Q1 (easy): Given an array where elements are sorted in ascending order, convert it to a height balanced BST, where the depth of the two subtrees of every node never differ by more than 1.
Q2 (medium): How about a sorted slist?
I feel this “easy” problem should be medium. Perhaps there are elegant solutions.
I need not care about the payloads in the array. I can assume each payload equals the subscript.
There are many balanced BSTs. Just need to find one
— idea 1: construct an sequence of positions to probe the array. Each probed value would be added to the tree.

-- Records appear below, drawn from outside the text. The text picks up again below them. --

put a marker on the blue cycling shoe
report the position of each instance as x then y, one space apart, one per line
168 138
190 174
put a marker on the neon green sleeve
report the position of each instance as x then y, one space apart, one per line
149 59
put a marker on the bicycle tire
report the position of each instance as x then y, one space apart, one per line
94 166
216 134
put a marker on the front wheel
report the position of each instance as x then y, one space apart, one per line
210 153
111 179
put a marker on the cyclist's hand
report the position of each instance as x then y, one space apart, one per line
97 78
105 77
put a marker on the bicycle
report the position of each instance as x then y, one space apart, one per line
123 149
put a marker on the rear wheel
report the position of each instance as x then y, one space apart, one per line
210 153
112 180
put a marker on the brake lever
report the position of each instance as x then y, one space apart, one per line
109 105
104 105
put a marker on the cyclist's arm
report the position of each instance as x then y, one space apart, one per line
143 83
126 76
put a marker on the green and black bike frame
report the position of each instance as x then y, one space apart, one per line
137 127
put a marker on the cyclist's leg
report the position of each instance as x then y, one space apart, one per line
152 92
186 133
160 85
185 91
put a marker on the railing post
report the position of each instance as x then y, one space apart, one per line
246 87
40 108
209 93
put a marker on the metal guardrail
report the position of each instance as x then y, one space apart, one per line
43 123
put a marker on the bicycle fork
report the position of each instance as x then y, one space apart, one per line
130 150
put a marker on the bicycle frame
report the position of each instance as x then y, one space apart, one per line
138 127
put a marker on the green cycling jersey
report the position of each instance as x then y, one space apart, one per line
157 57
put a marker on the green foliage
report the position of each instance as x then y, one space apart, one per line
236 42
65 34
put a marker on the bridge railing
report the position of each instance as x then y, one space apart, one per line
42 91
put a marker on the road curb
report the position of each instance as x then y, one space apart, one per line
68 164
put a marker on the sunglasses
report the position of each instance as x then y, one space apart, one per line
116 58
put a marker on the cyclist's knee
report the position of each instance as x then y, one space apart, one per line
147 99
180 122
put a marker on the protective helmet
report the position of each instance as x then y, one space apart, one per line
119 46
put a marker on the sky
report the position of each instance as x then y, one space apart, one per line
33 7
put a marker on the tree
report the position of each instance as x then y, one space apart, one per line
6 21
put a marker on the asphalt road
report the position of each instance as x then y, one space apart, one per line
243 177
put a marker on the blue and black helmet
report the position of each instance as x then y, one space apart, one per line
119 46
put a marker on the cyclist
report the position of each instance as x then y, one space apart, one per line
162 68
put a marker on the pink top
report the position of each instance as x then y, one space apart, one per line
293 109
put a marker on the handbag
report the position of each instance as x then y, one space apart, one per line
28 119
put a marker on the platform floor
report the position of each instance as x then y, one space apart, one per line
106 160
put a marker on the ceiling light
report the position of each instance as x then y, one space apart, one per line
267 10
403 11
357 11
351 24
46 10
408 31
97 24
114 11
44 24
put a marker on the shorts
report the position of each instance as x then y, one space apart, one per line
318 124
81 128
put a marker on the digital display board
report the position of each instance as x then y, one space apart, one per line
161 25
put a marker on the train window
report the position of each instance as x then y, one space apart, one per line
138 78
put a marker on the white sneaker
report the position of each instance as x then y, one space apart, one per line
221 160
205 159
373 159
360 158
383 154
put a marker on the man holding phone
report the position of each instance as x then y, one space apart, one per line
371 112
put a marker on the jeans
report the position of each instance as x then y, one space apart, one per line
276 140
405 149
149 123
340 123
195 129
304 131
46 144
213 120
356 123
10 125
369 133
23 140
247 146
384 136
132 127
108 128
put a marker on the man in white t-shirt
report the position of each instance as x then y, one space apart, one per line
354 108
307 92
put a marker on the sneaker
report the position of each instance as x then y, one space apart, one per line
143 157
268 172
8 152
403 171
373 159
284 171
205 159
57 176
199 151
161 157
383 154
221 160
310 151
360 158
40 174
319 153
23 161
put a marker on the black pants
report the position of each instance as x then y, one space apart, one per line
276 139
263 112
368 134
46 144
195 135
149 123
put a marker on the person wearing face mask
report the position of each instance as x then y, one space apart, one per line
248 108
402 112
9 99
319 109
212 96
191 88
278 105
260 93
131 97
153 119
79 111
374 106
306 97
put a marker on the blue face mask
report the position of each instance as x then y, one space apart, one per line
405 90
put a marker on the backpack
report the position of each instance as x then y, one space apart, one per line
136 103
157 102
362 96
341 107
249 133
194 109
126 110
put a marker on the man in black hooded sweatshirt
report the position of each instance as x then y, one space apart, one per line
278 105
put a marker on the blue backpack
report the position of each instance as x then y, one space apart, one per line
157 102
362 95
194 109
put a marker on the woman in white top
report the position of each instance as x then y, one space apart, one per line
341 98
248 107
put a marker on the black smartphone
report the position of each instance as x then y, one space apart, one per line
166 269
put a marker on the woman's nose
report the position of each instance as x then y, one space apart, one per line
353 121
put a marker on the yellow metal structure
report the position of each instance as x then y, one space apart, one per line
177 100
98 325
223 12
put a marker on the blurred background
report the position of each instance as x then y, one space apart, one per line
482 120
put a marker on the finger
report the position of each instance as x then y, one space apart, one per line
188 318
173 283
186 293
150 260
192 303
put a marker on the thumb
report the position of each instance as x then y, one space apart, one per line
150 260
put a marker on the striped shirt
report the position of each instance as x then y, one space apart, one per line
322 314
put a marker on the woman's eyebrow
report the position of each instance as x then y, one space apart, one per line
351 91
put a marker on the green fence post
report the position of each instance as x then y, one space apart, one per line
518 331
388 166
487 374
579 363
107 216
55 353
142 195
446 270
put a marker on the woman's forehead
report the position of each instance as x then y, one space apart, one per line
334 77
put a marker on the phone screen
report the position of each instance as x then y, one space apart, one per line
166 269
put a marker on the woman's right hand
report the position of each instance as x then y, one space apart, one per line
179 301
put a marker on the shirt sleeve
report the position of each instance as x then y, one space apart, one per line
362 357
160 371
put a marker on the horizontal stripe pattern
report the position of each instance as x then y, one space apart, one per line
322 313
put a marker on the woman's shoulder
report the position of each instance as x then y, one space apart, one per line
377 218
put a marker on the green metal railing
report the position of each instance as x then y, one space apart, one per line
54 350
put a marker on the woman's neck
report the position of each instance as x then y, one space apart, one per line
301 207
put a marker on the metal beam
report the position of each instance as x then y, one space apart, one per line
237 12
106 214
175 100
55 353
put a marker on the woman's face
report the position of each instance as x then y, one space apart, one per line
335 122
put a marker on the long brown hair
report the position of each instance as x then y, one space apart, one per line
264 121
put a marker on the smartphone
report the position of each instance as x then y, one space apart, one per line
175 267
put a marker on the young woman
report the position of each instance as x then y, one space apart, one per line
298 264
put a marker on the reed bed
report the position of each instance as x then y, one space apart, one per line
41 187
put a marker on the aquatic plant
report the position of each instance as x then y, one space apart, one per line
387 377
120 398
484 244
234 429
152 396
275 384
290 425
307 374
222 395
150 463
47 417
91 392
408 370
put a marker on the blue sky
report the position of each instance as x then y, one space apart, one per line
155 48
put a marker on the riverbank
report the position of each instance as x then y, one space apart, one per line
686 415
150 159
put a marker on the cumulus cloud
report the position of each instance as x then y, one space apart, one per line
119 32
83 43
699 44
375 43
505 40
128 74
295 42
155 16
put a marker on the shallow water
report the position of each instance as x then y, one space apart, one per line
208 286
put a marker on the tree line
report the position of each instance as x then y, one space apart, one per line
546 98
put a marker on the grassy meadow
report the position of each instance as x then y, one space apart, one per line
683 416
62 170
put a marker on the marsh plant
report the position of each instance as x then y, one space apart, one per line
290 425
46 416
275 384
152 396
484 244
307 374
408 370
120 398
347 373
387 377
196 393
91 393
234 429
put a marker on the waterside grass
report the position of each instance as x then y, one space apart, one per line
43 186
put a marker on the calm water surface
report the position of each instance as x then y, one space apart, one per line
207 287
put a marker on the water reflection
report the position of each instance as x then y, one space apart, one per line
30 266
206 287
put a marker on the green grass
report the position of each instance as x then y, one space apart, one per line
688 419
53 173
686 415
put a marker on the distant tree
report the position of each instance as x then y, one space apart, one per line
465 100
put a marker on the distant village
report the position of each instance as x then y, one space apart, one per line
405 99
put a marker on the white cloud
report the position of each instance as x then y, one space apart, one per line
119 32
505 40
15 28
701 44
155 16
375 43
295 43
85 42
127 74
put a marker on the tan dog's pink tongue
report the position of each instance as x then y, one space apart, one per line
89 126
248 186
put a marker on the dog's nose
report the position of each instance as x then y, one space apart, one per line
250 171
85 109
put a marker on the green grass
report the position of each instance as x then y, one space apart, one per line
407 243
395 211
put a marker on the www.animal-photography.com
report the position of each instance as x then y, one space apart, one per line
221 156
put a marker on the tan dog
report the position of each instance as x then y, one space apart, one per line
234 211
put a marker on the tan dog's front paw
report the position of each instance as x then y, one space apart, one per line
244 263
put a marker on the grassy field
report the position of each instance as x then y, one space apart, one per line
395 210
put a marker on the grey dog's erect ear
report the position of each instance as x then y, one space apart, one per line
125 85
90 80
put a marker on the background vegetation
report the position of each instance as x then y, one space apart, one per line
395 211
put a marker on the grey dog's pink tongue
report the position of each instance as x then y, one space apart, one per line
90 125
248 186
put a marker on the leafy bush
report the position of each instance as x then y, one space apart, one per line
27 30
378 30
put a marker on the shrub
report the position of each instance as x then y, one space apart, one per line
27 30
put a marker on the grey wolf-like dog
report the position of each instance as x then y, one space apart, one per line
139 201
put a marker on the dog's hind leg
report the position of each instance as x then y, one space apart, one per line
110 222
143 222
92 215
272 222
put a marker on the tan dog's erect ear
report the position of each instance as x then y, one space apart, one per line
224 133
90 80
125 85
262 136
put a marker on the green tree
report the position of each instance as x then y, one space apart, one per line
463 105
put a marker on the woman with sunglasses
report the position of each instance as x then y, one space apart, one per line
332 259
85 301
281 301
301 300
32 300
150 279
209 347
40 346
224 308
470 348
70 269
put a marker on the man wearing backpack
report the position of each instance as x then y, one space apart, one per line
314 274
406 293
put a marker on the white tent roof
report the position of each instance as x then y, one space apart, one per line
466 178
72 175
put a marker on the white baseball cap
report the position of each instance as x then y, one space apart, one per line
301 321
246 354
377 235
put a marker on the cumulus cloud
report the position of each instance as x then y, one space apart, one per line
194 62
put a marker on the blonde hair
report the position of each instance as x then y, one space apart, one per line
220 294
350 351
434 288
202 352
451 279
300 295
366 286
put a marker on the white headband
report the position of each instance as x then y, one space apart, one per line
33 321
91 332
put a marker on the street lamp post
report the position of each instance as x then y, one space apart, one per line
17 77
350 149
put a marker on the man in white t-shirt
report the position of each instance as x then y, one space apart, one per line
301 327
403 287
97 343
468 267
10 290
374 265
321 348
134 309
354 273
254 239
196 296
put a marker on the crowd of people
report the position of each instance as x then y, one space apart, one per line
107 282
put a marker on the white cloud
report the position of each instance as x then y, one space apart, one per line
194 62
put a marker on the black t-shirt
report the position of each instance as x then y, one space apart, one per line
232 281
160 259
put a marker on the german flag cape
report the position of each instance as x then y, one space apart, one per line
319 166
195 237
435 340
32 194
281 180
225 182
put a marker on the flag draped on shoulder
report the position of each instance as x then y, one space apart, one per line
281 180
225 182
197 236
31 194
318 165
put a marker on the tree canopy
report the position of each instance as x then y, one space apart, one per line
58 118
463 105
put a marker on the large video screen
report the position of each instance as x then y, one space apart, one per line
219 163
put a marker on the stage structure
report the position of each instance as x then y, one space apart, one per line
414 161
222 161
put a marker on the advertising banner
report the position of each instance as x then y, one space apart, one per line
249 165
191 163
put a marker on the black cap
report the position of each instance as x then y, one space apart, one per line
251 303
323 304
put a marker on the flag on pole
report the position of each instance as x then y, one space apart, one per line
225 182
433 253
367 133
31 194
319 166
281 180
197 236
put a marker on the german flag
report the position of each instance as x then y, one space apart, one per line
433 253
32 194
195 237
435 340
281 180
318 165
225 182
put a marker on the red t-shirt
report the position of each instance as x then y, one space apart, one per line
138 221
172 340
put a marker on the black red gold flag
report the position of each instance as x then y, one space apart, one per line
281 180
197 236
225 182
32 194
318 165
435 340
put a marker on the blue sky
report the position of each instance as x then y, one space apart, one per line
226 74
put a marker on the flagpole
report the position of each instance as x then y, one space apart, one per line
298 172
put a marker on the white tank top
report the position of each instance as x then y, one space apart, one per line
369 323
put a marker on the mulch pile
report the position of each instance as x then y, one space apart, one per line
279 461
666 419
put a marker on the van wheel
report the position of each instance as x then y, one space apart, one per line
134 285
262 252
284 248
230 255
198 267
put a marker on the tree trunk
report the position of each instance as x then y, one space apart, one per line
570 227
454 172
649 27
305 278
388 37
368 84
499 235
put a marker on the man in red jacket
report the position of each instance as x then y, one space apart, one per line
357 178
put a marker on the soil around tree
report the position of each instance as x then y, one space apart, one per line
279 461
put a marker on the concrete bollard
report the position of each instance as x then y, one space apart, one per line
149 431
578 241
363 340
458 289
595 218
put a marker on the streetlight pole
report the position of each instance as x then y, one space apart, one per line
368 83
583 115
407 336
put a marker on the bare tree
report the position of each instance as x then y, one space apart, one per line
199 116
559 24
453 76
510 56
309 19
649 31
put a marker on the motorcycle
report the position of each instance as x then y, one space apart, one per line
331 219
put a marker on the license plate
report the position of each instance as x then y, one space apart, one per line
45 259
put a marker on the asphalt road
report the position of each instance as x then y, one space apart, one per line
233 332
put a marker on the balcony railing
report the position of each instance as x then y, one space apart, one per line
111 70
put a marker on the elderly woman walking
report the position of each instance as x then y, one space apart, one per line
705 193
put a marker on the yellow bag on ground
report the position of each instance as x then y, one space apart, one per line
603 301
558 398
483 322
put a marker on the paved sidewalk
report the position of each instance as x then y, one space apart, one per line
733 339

The tree would grow level by level, starting from root.
The sequence is similar to a BFT. This way of tree building ensures
- only the lowest branch nodes can be incomplete.
- at all branch levels, node count is 2^L
I think it’s challenging to ensure we don’t miss any position.
Observation — a segment of size 7 or shorter is easy to convert into a balanced subtree, to be attached to the final BST.
When a subarray (between two probed positions) is recognized as such a segment we can pass it to a simple routine that returns the “root” of the subtree, and attach it to the final BST. This design is visual and a clean solution to the “end-of-iteration” challenge.
The alternative solution would iterate until the segment sizes become 0 or 1. I think the coding interviewer probably prefers this solution as it is shorter but I prefer mine.
— idea 2
Note a complete binary tree can be efficiently represented as an array indexed from one (not zero).
— Idea 3 (elegant) dummy payload — For the slist without using extra storage, I can construct a balanced tree with dummy payload, and fill in the payload via in-order walk
All tree levels are full except the leaf level — guarantees height-balanced. We can leave the right-most leaf nodes missing — a so-called “complete” binary tree. This way the tree-construction is simple — build level by level, left to right.
— idea 4 STL insert() — For the slist, we can achieve O(N) by inserting each element in constant time using STL insert() with hint
— For the slist without using an array, I can get the size SZ. (then divide it by 2 until it becomes 7,6,5 or 4.) Find the highest 3 bits (of SZ) which represent an int t, where 4 <= t <= 7. Suppose that value is 6.
We are lucky if every leaf-subtree can be size 6. Then we just construct eight (or 4, or 16 …) such leaf-subtrees
If SZ doesn’t give us such a nice scenario, then some leaf-subtrees would be size 5. Then my solution is to construct eight (or 4, or 16 …) leaf-trees of type AAAAA (size 6) then BBB (size 5).
Lucky or unlucky, the remaining nodes must number 2^K-1 like 3,7,15,31 etc. We then construct the next level.
–For the slist without using an array, I can propose a O(N logN) recursive solution:
locate the middle node of slist. Construct a tree with root node populated with this value.
Then cut the left segment as a separated slist1, compute its length as sz1. node1 = f(slist1,sz1); set node1 as the left child of root.
Repeat it for the right segment
return the root